Dollar rate inflation generally stands for a sustained increase in the dollar rate. A depression, on the flip side, is a sustained long-term downturn in economic activity in one or more economies. The rise of dollar rate inflation and the depression of the economy together is capable of an inevitable change.
The repercussions an inflation has on the time value of money is defined as it decreases the value of a dollar over time. The time value of money is a concept that describes how the money available to you today, is worth more than the same amount of money at a future date.
“Inflation increases the price of goods and services over time, effectively decreasing the number of goods and services can buy with a dollar in the future as opposed to a dollar today,” said a Finance Expert when asked about currency inflation. “In the parallel market today, the dollar range in the Maldives fluctuates between USD1= MVR17 – MVR18.5.”
The owner of a garment shop in Hulhumale’ told: “it is exhausting to get US dollars and he recently bought USD 1000 at the rate of MVR.17.50 per USD.”
Why Might the Dollar Rate Inflate?
According to a professional working in the finance industry for over 10 years, “demand can rise because consumers have more money to spend. More spending increases inflation, in particular, higher consumer confidence. When wages are steady or rising, and unemployment is relatively low, inflation is likely to rise. As well, manufacturers are likely to raise prices if consumers are willing, or capable, of spending more.” This is one side of dollar inflation.
“Then there’s the supply side. Lower supply can drive down demand, pushing prices higher. A decline in supply can happen for a number of reasons, such as disasters that disrupt the supply chain or manufacturers’ capabilities.”
The rate of inflation in a country can have a major impact on the value of the country’s currency and the rates of foreign exchange it has with the currencies of other nations. Especially for a country like the Maldives, which depends mostly on the income generated from Tourism. “A stable route for dollar inflow can perhaps solve the impacts our economy might face due to currency inflation”

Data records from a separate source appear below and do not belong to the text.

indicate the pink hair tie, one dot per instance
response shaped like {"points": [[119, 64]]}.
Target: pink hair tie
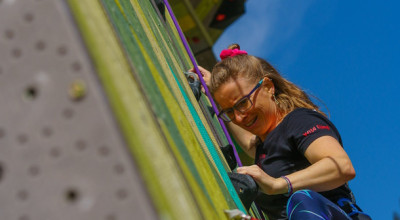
{"points": [[231, 53]]}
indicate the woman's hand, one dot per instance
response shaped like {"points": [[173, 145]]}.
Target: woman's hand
{"points": [[267, 184], [205, 74]]}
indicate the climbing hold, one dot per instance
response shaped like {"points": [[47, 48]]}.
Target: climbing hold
{"points": [[236, 214], [229, 155], [245, 186], [194, 84]]}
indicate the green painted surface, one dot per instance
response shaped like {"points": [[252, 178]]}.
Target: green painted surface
{"points": [[140, 62]]}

Experts from the field and monetarists believe in certain policies to control and solve currency inflation. Monetarists argue there is a close link between the money supply and inflation, therefore controlling money supply can control inflation. Second, up comes, Policies to increase the competitiveness and efficiency of the economy, putting downward pressure on long-term costs. “Trying to control wages could, in theory, help to reduce inflationary pressures” mentions a finance expert when asked about simple solutions that could control inflation.
Often inflation is caused by persistent uncompetitiveness and rising costs. Supply-side policies may enable the economy to become more competitive and help to moderate inflationary pressures.